The turnabout was remarkable, and it created enormous mental dissonance for me, a young Sierra Club member. There was something very wrong about what was happening to the homeowners, and I worked to get Metzenbaum on their side. To say the least, I was disappointed by Metzenbaum’s decision to steer clear of the battle.

The Park Service proceeded to force homeowners to sell their property, in clear violation of the legislation’s intent to keep the culture intact through the use of easements. It turned out the Park Service had no real acquisition plan, other than to move as many people out in the name of preservation. Out of 500 houses, over 425 were taken. Communities were destroyed, churches and schools closed, house boarded up and the tax base eroded by land acquisition overkill.

It was an atrocity. It reminded me of what the American military official had said about the Vietnamese village — it was “necessary to destroy it in order to save it." That was an eye-opener for me, but it was only the beginning.

When I moved to the left coast, California Senator Alan Cranston introduced legislation to declare the state’s central coast a national scenic area. I spent a lot of time backpacking at Big Sur, a small town where everyone is a conservationist. The area was already well protected by both state and county government. So I joined a confederation of activists to defeat the Cranston bill, and agreed to travel to Washington to lobby senators.

I met with Metzenbaum and explained why Cranston’s bill was wrong for Big Sur, in the same sense that the Park Service had not done well by Cuyahoga Valley. Metzenbaum said he "regretted what happened to Cuyahoga Valley," but added that he was inclined to vote for the Cranston bill because he trusted Alan Cranston’s “sense of the situation” or something like that.

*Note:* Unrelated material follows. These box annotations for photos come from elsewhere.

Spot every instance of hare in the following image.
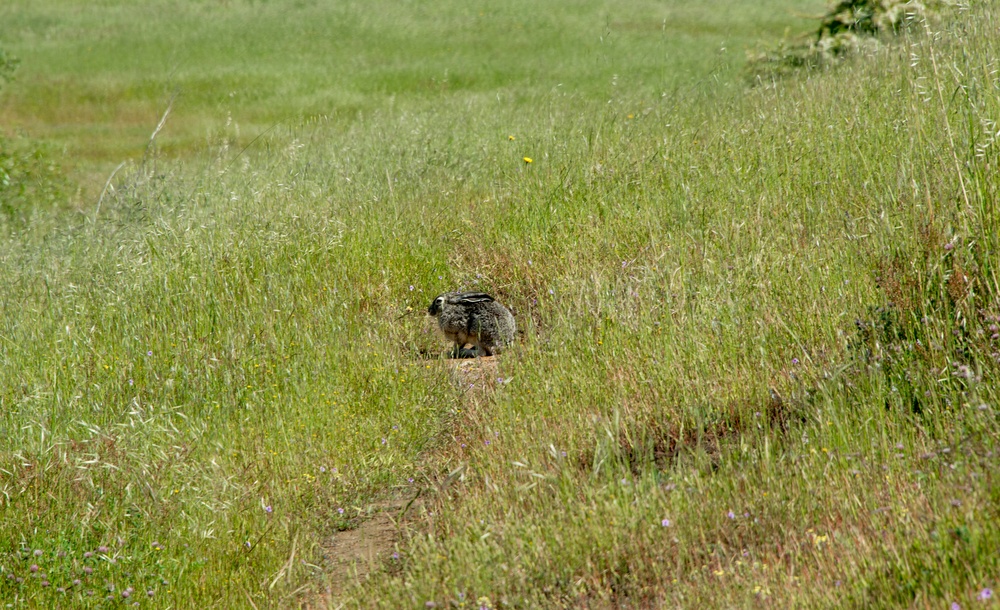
[427,292,517,357]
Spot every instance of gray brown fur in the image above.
[427,292,517,356]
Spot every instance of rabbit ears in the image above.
[448,292,494,305]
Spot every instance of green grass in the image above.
[0,0,820,197]
[0,2,1000,608]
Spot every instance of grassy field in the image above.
[0,0,1000,609]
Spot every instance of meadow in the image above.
[0,0,1000,609]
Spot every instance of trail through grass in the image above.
[0,3,1000,608]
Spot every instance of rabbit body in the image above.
[427,292,517,356]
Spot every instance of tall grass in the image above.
[0,3,1000,608]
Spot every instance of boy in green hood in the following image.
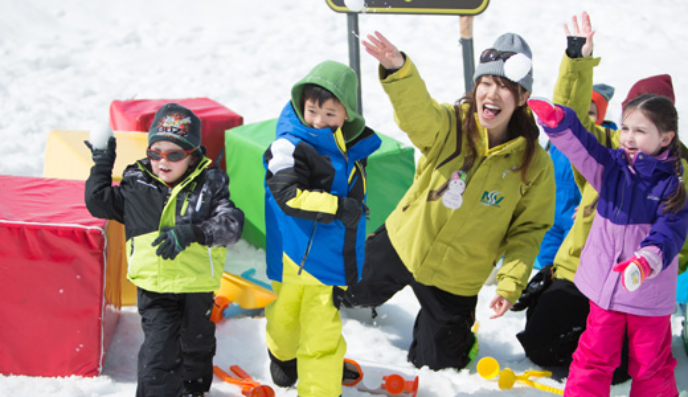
[264,61,381,397]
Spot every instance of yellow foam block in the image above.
[215,272,276,309]
[43,130,148,306]
[43,130,148,182]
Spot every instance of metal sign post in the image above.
[325,0,489,114]
[346,12,363,116]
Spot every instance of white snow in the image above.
[0,0,688,397]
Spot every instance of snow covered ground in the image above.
[0,0,688,397]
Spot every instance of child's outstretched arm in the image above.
[361,31,405,70]
[613,196,688,291]
[84,136,124,223]
[528,98,613,192]
[198,169,244,247]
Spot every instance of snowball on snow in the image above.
[344,0,365,12]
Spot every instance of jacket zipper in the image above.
[208,247,215,278]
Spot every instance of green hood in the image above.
[291,61,365,142]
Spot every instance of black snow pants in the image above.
[346,225,478,370]
[136,288,216,397]
[516,279,630,384]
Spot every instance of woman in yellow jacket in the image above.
[342,32,555,369]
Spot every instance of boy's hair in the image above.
[622,94,686,213]
[301,83,341,109]
[452,76,540,185]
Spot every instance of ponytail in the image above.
[442,76,540,185]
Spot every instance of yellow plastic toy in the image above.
[478,357,564,396]
[215,272,276,309]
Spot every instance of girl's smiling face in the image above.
[150,141,192,185]
[619,109,675,160]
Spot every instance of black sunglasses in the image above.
[480,48,518,63]
[146,148,198,162]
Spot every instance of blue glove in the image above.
[84,136,117,168]
[151,225,194,259]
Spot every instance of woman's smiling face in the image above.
[475,75,527,138]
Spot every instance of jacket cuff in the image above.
[191,225,208,245]
[560,51,602,72]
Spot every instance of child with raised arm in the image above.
[86,103,244,397]
[528,94,688,397]
[264,61,381,397]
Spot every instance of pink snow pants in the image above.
[564,302,678,397]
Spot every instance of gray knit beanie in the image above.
[473,33,533,92]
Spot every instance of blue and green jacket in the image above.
[264,102,381,286]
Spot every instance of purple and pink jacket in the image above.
[543,106,688,316]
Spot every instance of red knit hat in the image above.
[592,84,614,125]
[621,74,676,107]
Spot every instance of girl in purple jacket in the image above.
[528,95,688,397]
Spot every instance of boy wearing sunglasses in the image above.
[85,103,244,397]
[264,61,381,397]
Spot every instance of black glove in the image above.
[151,225,195,259]
[566,36,587,58]
[337,197,363,229]
[332,287,353,310]
[84,136,117,168]
[511,264,554,312]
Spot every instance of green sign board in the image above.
[325,0,489,15]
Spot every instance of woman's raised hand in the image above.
[564,11,595,57]
[362,31,405,69]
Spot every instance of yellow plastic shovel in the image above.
[478,357,564,396]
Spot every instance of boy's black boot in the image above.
[268,350,299,387]
[511,264,554,312]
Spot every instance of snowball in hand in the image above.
[344,0,365,12]
[88,123,112,150]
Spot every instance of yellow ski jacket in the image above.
[380,57,555,302]
[552,54,688,282]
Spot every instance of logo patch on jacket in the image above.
[480,190,504,208]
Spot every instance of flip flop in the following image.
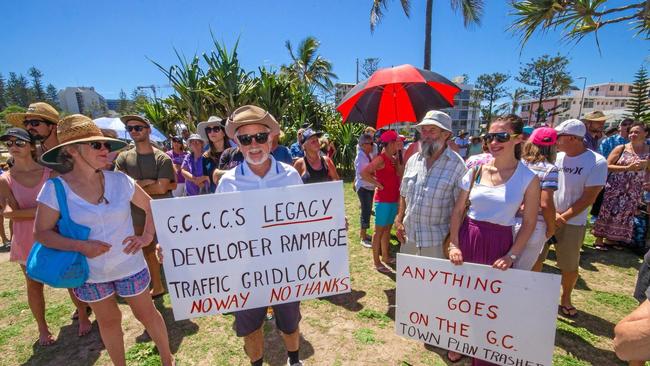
[558,305,578,318]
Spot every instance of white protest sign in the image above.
[151,181,350,320]
[395,254,560,366]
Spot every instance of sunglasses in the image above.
[126,125,149,132]
[88,141,111,151]
[237,132,269,146]
[483,132,520,143]
[4,140,27,147]
[23,119,50,128]
[205,126,222,134]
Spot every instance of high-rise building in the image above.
[520,82,634,126]
[58,86,108,118]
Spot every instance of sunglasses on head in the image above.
[87,141,111,151]
[126,125,149,132]
[483,132,520,142]
[205,126,222,134]
[237,132,269,146]
[4,140,27,147]
[23,119,50,128]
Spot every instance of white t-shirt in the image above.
[36,171,147,283]
[461,162,535,226]
[553,150,607,226]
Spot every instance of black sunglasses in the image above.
[237,132,269,146]
[126,125,149,132]
[483,132,520,142]
[23,119,53,128]
[205,126,222,134]
[4,140,27,147]
[88,141,111,151]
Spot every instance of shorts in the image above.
[375,202,398,226]
[233,301,302,337]
[72,268,151,302]
[542,224,587,272]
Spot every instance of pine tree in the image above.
[626,66,650,123]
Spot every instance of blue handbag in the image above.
[26,178,90,288]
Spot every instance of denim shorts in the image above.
[72,268,151,302]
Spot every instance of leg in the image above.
[90,294,126,366]
[124,289,173,365]
[20,265,55,346]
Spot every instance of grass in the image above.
[0,183,640,366]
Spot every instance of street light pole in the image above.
[576,76,587,119]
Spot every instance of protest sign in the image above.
[151,181,350,320]
[395,254,560,366]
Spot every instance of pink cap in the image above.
[381,130,399,144]
[528,127,557,146]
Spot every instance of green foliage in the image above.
[626,66,650,123]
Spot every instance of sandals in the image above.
[558,305,578,318]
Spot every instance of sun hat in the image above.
[41,114,127,164]
[555,118,587,137]
[415,110,452,132]
[528,127,557,146]
[226,105,280,139]
[120,114,151,126]
[196,116,225,142]
[380,130,399,144]
[582,111,609,122]
[5,102,59,127]
[0,127,32,144]
[302,128,323,144]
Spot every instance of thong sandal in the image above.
[558,305,578,318]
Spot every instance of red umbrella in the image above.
[336,65,460,128]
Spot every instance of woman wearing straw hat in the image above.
[34,114,173,365]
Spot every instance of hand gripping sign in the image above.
[395,254,560,366]
[151,181,350,320]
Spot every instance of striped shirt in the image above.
[400,148,467,248]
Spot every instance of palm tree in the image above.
[282,36,337,92]
[370,0,484,70]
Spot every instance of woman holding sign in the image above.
[34,114,174,365]
[448,115,540,365]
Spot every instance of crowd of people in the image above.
[0,98,650,366]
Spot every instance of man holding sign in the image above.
[216,105,302,366]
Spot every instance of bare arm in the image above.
[614,300,650,361]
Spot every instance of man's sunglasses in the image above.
[23,119,53,128]
[88,141,111,151]
[205,126,222,134]
[4,140,27,147]
[126,125,149,132]
[237,132,269,146]
[483,132,520,142]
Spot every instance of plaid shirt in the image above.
[400,149,467,248]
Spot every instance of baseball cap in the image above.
[528,127,557,146]
[555,118,587,137]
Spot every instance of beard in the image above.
[420,140,444,159]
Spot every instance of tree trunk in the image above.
[424,0,433,70]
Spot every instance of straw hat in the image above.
[41,114,126,164]
[5,102,59,128]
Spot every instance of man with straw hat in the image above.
[582,111,609,152]
[34,114,174,365]
[217,105,303,366]
[6,102,59,156]
[115,115,176,298]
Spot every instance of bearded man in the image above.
[395,111,467,258]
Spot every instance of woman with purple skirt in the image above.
[448,115,540,365]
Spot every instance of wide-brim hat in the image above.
[196,116,225,142]
[582,111,609,122]
[5,102,59,128]
[41,114,127,164]
[226,105,280,139]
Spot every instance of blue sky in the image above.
[0,0,650,99]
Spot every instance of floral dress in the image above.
[593,148,650,243]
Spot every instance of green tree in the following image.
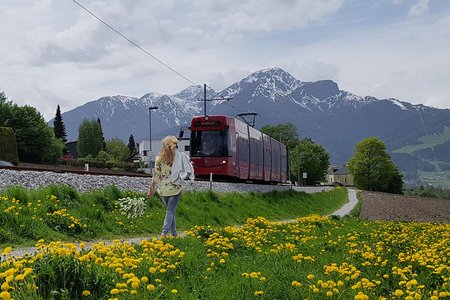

Then he had to rush off to the Senate floor for a vote, so I continued talking with Metzenbaum's natural resources staffer. I told the staffer I would be testifying against the Cranston bill the following day. As a courtesy, I wanted Metzenbaum to know I intended to describe in vivid detail what the Park Service had done to Cuyahoga Valley. I planned to strongly urge the committee members not to allow the same thing to happen to Big Sur.

Let’s say it was a tense moment. Metzenbaum’s staff guy said something like, “I think the senator wouldn’t consider that helpful.” I nodded and said my goal was to help California, and I hoped his boss would agree to do the same thing by voting against the Big Sur bill. I left Metzenbaum's office knowing they thought I was on the wrong side of the issue. I also knew in some sense I had "left the plantation," and I felt very free.

The following day I testified before a Senate committee, telling the senators how the Park Service had obliterated the town of Everett, Ohio, in the name of the general “public interest.” Metzenbaum didn’t attend the session. The committee voted to table the bill, or to otherwise postpone action. The following fall, Ronald Reagan got elected president, and the days of “one size fits all” federal wilderness protection legislation were suddenly a thing of the past.

After Cuyahoga Valley and Big Sur, I found myself between worlds, politically speaking. I no longer automatically assumed the beneficence of federal programs designed to "protect resources" or "eradicate poverty." But I wasn't ready either to become a full-fledged conservative.

There would be other steps away from the left, the most crucial being my final recognition in January 2005 that I wanted nothing to do with any manner of liberalism that couldn't find it within itself to celebrate the freedom quest of Iraq's elections.